State v. Burton

Decision Date31 October 2007
Docket NumberNo. 2006AP2438-CR.,No. 2006AP2436-CR.,No. 2006AP2437-CR.,2006AP2436-CR.,2006AP2437-CR.,2006AP2438-CR.
PartiesSTATE of Wisconsin, Plaintiff-Respondent, v. Thomas C. BURTON, Defendant-Appellant.
CourtWisconsin Court of Appeals

On behalf of the plaintiff-respondent, the cause was submitted on the brief of J.B. Van Hollen, attorney general, and Michael J. Losse, assistant attorney general.

Before BROWN, C.J., ANDERSON, P.J., and SNYDER, J.

BROWN, C.J.

¶ 1 Thomas C. Burton appeals his convictions stemming from three shootings in Racine. He objects here, as he did in the trial court, to the testimony of a "gang expert" called by the State. The State called the expert for two stated reasons: to explain why certain witnesses might change their stories between the time of the incident and the trial, and to explain that the shootings might have been motivated by Burton's desire to regain respect that he had lost when one of the shooting victims allegedly robbed him and took his pants. Burton argues that absent evidence that he was himself a gang member, the expert's testimony should not have been allowed. We reverse and remand for a new trial. The expert's testimony insinuated, without any basis, that Burton was a part of the gang culture, if not actually a member of a gang. It recast the case as being about gang retaliation or gang culture, anathema to the reasonable citizen, when there was no evidence that the shootings were gang crimes. Not only that, the testimony also purported to explain away the inconsistencies of witnesses simply because gangs infested the neighborhood in which the witnesses lived. If this had any probative value, which we doubt, it was far outweighed by prejudice. Ascribing the purported motivations or truth-telling tendencies of an entire neighborhood to one of its residents is not an acceptable form of impeachment. This case must be retried based on facts, rather than insinuation or stereotyping.

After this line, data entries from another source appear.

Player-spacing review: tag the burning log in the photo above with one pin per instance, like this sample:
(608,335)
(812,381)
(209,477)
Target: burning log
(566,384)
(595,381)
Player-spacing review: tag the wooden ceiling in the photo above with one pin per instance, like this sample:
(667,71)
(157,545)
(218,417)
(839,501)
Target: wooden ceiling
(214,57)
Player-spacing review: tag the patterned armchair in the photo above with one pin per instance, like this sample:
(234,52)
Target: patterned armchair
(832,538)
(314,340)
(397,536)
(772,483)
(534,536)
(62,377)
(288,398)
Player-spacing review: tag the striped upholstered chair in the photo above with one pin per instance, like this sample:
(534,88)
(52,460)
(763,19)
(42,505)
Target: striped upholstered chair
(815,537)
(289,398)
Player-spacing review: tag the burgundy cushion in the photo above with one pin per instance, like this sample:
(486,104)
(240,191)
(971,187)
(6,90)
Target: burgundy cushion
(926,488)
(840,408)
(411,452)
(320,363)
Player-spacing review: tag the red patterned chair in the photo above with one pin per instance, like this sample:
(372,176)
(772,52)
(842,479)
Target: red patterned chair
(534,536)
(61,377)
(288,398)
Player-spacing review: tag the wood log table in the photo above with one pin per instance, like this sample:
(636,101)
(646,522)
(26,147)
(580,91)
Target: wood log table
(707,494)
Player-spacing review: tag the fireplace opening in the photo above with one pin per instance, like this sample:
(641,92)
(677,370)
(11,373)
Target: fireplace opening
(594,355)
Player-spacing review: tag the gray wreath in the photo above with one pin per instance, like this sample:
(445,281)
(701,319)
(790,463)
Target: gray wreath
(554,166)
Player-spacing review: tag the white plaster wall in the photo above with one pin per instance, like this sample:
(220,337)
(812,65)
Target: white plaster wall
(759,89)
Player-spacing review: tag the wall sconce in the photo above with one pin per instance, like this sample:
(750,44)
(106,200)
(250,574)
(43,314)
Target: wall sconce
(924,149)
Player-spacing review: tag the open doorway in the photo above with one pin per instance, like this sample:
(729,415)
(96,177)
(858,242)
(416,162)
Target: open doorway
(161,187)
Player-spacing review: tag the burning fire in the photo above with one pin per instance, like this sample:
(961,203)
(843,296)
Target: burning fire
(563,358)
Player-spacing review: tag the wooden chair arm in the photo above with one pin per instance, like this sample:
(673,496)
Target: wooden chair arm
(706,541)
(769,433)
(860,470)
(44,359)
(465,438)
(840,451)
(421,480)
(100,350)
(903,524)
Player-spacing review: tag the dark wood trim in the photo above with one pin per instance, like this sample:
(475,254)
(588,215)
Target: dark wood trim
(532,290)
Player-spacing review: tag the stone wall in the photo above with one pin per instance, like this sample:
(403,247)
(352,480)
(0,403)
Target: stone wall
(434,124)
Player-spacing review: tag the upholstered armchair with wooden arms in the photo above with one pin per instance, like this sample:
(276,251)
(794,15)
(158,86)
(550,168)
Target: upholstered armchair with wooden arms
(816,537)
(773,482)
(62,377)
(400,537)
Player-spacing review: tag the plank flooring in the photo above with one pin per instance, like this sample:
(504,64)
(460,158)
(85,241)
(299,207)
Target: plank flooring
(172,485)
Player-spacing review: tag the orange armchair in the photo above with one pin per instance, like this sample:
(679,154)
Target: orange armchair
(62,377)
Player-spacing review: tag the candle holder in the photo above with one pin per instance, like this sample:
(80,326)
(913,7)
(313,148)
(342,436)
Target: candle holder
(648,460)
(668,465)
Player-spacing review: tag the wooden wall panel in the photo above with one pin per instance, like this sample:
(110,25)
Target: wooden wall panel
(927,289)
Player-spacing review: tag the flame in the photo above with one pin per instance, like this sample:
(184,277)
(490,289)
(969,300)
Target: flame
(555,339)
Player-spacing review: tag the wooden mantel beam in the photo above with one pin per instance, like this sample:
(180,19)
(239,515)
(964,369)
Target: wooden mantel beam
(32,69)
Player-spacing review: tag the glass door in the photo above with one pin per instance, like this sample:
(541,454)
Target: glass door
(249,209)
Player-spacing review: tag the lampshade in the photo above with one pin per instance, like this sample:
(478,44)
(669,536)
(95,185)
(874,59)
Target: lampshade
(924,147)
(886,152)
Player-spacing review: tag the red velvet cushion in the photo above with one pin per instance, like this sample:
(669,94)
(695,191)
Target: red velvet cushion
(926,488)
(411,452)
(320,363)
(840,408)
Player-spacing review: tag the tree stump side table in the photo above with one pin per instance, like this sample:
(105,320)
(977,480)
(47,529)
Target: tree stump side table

¶ 2 Thomas Burton was tried on fourteen charges arising from three shootings on three separate days. In one incident, Burton allegedly approached a car in which Phillip Bowens was a passenger and fired several shots into the vehicle, hitting Bowens in the thigh. A few weeks later, Burton allegedly fired a gun at Donnis Jones while the two were standing on a public street in the same neighborhood; a ricocheting bullet hit Jones in the leg. One week later, Burton allegedly fired several shots at unknown persons who may also have been shooting at him; one of the bullets struck a young girl in the thigh.

¶ 3 At the trial, various witnesses to the shootings testified. Some of these witnesses stated that they did not see Burton or did not see him with a gun, though police officers testified that these witnesses had stated to the contrary immediately after the shootings. Donnis Jones testified that he was shot by a young man who had attempted to rob him and that while he did not know the shooter, he was certain that it was not Burton. Jones had earlier told police that he knew the person who shot him as "T" and also that "T" had fired several shots at the house Jones fled to immediately after being shot. The State adduced some testimony to the effect that Bowens had earlier robbed Burton of money and the pants he was wearing. Neither Bowens nor Burton testified.

¶ 4 On the last day of its case-in-chief, the State called Detective William Warmington of the City of Racine Police Department. The State had apparently notified Burton of the broad themes of Warmington's expected testimony, and Burton asked the court to conduct a voir dire outside the presence of the jury to determine whether the testimony would be admissible. The State responded that though Warmington could not classify Burton as a gang member, he would be able to label "some of the other people involved in this trial" as members of the Vice Lords gang. This would be relevant

to put a context on who some of these people are we're dealing with ... why this culture wants to cooperate with us, why they don't, why their stories are different on the street than when they hit a courtroom.... They talk to officers one way and ... they testify in the courtroom in another way.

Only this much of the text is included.